Beard wrote the book in 1940. The recipes were from his experience as a caterer to cocktail parties in Manhattan. Reading his descriptions reminded me of Nick and Nora Charles, although I don’t recall them ever eating anything but breakfast. Once the sun was past high noon, it was cocktails only. Two recipes became my standards for parties in those days before my Chinese cooking period. In one, slices of salami were folded into cornets and stuffed with an herbed cream cheese. Beard called these salami with herbs. The other was balls of ground, raw beef rolled in ground nuts. I’ve been able to find the first recipe in modern revisions of his book but not the latter. My worn paperback copy crumbled into dust many years ago.
Fold the slices of salami around your finger to form a cornucopia. Pinch the edges together well and place in the rack. If they are pressed firmly and securely, they will stick together, but a brushing of white of egg will surely hold them. Chill the cornucopias in the refrigerator for half an hour then fill them from a pastry tube … with the following:
For 15 to 18 cornucopias, one cup of cream cheese, one tablespoon each of chopped parsley and chives, one teaspoon each of fresh dill and chopped chervil, and three-fourths teaspoon of salt.… Blend the herbs with the cream cheese and fill the pastry tube. Let the filled cornucopias set in the refrigerator for at least an hour before serving.
… These cornucopias are delicious with champagne and with almost any kind of cocktail.
Setting Beard and his cornucopias aside for a moment, last February while I was attending a conference in New York City, I took time to visit a young butcher I know. Adam Tiberio opened Tiberio Custom Meats a few months earlier in the Lower East Side. To get to the shop, you enter a restaurant called “Sauce” and immediately turn right. The shop is small but nonetheless quite complete. On certain days you can stand on the sidewalk outside the shop and watch through the large plate-glass window as Adam breaks down a whole carcass into cuts familiar to most customers. One of the cooked products that Adam handed me to sample that day was an eye of round that had been brined and roasted. Thinly sliced and served cold, it was amazing. I had never thought about brining beef. Adam had taken a bland, dry cut barely suitable for the grinder and turned it into something worth a special trip.

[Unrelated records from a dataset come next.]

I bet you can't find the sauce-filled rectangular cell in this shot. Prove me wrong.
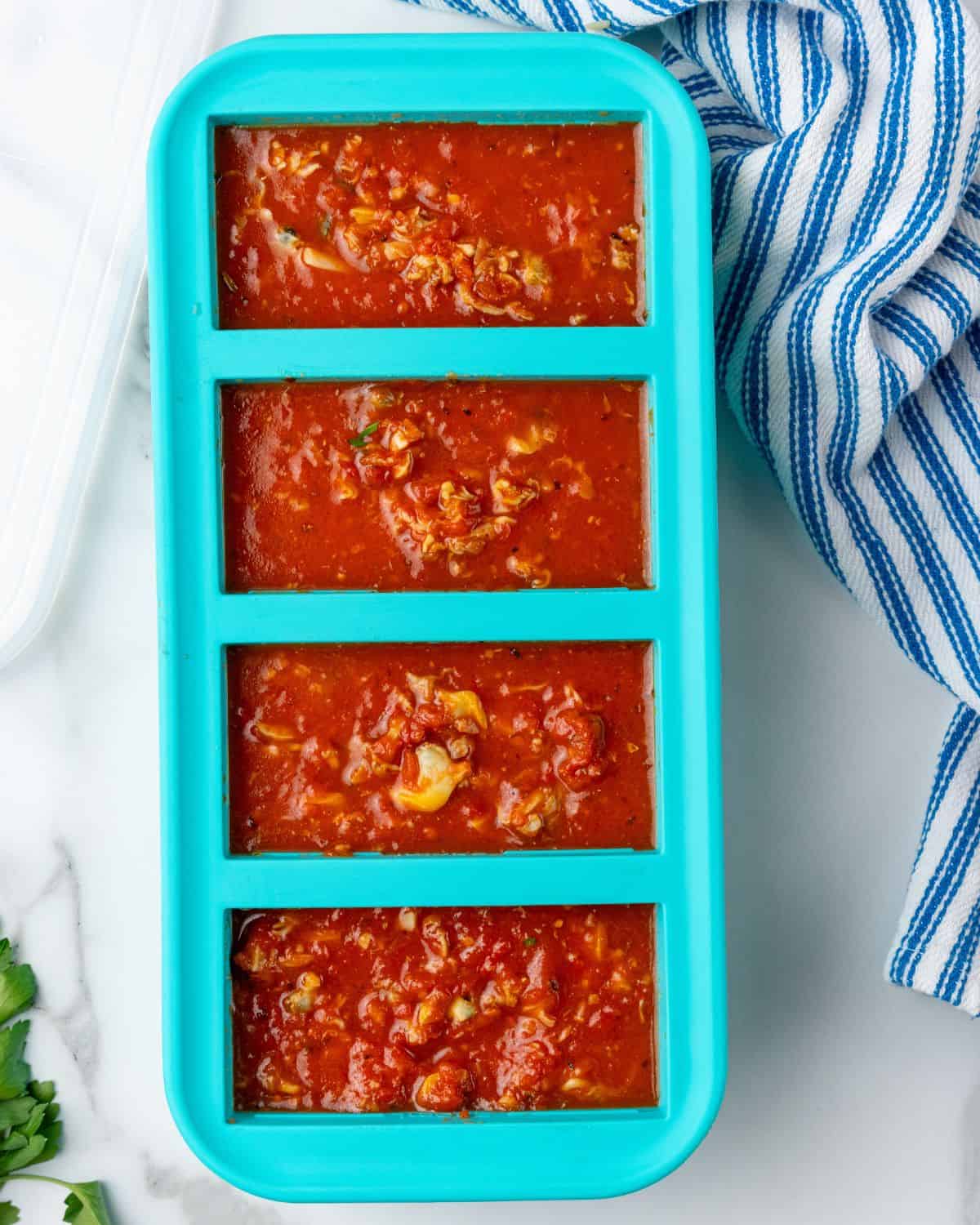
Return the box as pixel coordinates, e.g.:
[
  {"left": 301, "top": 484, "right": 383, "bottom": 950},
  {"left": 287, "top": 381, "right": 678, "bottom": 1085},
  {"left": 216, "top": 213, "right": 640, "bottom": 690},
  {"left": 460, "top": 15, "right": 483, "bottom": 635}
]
[
  {"left": 228, "top": 642, "right": 654, "bottom": 855},
  {"left": 222, "top": 381, "right": 651, "bottom": 592},
  {"left": 232, "top": 906, "right": 657, "bottom": 1114},
  {"left": 215, "top": 122, "right": 644, "bottom": 328}
]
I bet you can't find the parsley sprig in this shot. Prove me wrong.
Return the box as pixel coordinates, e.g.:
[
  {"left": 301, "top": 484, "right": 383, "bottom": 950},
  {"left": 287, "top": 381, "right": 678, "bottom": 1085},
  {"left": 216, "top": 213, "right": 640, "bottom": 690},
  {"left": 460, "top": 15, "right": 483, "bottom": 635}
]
[
  {"left": 345, "top": 421, "right": 381, "bottom": 451},
  {"left": 0, "top": 940, "right": 112, "bottom": 1225}
]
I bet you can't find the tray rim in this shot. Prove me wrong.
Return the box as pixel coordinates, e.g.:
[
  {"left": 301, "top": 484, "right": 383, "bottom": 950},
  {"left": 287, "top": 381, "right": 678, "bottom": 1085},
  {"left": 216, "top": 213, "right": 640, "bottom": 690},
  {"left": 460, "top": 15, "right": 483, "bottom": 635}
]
[{"left": 149, "top": 33, "right": 727, "bottom": 1202}]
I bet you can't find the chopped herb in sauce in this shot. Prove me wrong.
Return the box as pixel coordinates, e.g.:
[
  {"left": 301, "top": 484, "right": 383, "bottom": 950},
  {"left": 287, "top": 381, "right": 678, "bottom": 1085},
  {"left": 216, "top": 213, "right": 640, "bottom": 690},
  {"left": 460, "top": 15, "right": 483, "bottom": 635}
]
[{"left": 347, "top": 421, "right": 381, "bottom": 450}]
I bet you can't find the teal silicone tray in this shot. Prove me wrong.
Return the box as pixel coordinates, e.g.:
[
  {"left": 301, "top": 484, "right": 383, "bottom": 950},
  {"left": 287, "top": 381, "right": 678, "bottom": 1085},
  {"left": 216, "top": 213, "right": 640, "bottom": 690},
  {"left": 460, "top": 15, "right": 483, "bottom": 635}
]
[{"left": 149, "top": 34, "right": 725, "bottom": 1200}]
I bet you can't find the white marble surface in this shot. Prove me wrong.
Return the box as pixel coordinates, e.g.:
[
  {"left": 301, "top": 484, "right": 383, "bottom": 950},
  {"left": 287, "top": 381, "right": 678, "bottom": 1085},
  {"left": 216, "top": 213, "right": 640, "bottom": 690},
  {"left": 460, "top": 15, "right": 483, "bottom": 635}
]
[{"left": 0, "top": 0, "right": 980, "bottom": 1225}]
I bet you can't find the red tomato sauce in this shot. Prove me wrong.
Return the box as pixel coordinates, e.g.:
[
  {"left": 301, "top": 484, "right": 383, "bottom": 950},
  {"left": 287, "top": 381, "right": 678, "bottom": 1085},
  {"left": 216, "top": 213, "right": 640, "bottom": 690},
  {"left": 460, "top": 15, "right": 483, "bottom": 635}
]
[
  {"left": 228, "top": 642, "right": 653, "bottom": 855},
  {"left": 215, "top": 124, "right": 644, "bottom": 327},
  {"left": 222, "top": 381, "right": 649, "bottom": 592},
  {"left": 232, "top": 906, "right": 657, "bottom": 1112}
]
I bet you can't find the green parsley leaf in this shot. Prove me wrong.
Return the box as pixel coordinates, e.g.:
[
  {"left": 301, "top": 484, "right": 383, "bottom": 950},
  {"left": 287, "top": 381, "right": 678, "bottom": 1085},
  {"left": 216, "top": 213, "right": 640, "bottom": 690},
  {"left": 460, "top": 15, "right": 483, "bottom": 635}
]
[
  {"left": 0, "top": 940, "right": 112, "bottom": 1225},
  {"left": 0, "top": 1093, "right": 37, "bottom": 1132},
  {"left": 0, "top": 940, "right": 37, "bottom": 1026},
  {"left": 347, "top": 421, "right": 381, "bottom": 450},
  {"left": 0, "top": 1021, "right": 31, "bottom": 1102},
  {"left": 62, "top": 1183, "right": 112, "bottom": 1225},
  {"left": 0, "top": 1136, "right": 47, "bottom": 1178}
]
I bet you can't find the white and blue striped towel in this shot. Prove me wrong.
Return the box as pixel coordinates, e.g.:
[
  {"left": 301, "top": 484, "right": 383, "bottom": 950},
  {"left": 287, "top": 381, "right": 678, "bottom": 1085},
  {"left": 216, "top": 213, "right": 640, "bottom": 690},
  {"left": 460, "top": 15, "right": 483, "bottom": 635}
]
[{"left": 409, "top": 0, "right": 980, "bottom": 1016}]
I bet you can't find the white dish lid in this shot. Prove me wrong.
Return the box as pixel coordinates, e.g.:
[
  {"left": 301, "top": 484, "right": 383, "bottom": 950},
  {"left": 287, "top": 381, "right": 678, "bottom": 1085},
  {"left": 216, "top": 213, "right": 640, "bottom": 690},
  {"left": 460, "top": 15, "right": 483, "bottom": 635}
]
[{"left": 0, "top": 0, "right": 215, "bottom": 668}]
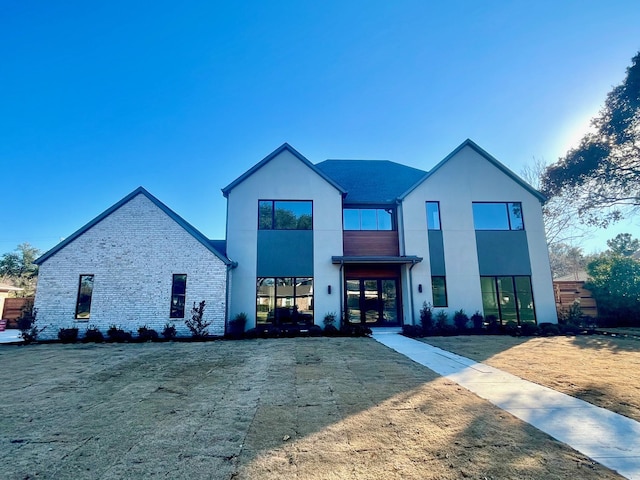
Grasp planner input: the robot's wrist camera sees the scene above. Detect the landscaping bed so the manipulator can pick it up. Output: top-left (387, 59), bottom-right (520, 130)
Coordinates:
top-left (0, 337), bottom-right (621, 480)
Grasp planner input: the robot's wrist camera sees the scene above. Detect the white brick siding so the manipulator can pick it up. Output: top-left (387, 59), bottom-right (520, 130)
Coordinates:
top-left (35, 194), bottom-right (227, 339)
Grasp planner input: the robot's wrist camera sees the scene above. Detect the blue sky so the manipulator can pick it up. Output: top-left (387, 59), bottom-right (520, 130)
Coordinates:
top-left (0, 0), bottom-right (640, 254)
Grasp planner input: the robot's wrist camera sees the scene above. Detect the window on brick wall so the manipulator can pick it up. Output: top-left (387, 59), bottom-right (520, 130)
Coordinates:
top-left (76, 275), bottom-right (93, 320)
top-left (169, 273), bottom-right (187, 318)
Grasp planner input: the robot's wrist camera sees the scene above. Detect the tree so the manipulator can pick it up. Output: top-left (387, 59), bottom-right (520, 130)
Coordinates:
top-left (607, 233), bottom-right (640, 257)
top-left (0, 242), bottom-right (41, 297)
top-left (585, 234), bottom-right (640, 327)
top-left (520, 158), bottom-right (590, 248)
top-left (542, 53), bottom-right (640, 227)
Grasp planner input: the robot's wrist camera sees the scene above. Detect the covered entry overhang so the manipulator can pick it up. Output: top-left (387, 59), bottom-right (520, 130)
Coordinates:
top-left (331, 255), bottom-right (422, 327)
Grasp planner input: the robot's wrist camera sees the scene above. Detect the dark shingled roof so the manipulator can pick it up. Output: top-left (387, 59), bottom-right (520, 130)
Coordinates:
top-left (316, 160), bottom-right (427, 205)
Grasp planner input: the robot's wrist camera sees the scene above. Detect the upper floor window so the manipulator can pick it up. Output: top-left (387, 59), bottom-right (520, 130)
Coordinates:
top-left (258, 200), bottom-right (313, 230)
top-left (342, 208), bottom-right (395, 230)
top-left (427, 202), bottom-right (440, 230)
top-left (473, 202), bottom-right (524, 230)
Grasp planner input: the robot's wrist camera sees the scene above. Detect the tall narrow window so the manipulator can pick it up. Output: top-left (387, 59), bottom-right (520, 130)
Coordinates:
top-left (427, 202), bottom-right (440, 230)
top-left (431, 277), bottom-right (447, 307)
top-left (169, 274), bottom-right (187, 318)
top-left (76, 275), bottom-right (93, 320)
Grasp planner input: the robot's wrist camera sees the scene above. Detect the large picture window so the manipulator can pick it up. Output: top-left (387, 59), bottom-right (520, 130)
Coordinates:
top-left (76, 275), bottom-right (93, 320)
top-left (256, 277), bottom-right (313, 325)
top-left (342, 208), bottom-right (395, 230)
top-left (258, 200), bottom-right (313, 230)
top-left (480, 276), bottom-right (536, 325)
top-left (473, 202), bottom-right (524, 230)
top-left (169, 274), bottom-right (187, 318)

The Mexican meat market where I purchase much of what I cook periodically has beef eye of round on sale. One day in May, I brought home a 1-kg (2.2-lb) chunk. I prepared a simple 2% salt and 2% sugar brine according to the amounts indicated in my brine estimator. I injected the meat and set it in the brine. The brining container was refrigerated for five days, and each day the meat was given a turn. After the last day, the meat was removed from the brine, dried thoroughly with absorbent paper, and set on a rack to dry overnight in the refrigerator. The following day, I hot-smoked the meat over applewood at about 65 °C (150 °F) until the internal temperature rose to 55 °C (131 °F). The whole smoking process took about 10 hours.
After smoking, I chilled the meat. Somehow I managed to resist tasting it warm out of the smoker. When chilled, I sliced the cylinder of smoked meat lengthwise into two semi-cylindrical logs. This made the meat easy to slice and the slices more manageable. I tasted one. It was not as moist as Adam’s, probably because of the long smoking process, but it was tasty.
Now, to return to at James Beard’s cornucopias: I took a few tablespoons of heavy cream and whipped it up. I flavored this with some wasabi powder and a generous amount of ao-nori. This mixture was then chilled for a few hours.
I completed the cornets by positioning a dab of the flavored cream in the center of a slice of meat and forming it into a cone shape. I then took a second piece of meat and wrapped it around the first. Nothing else was added. The mouthfeel of the fat in the cream more than overcame the dryness of the meat.
I can hardly wait for this cut to go on sale again.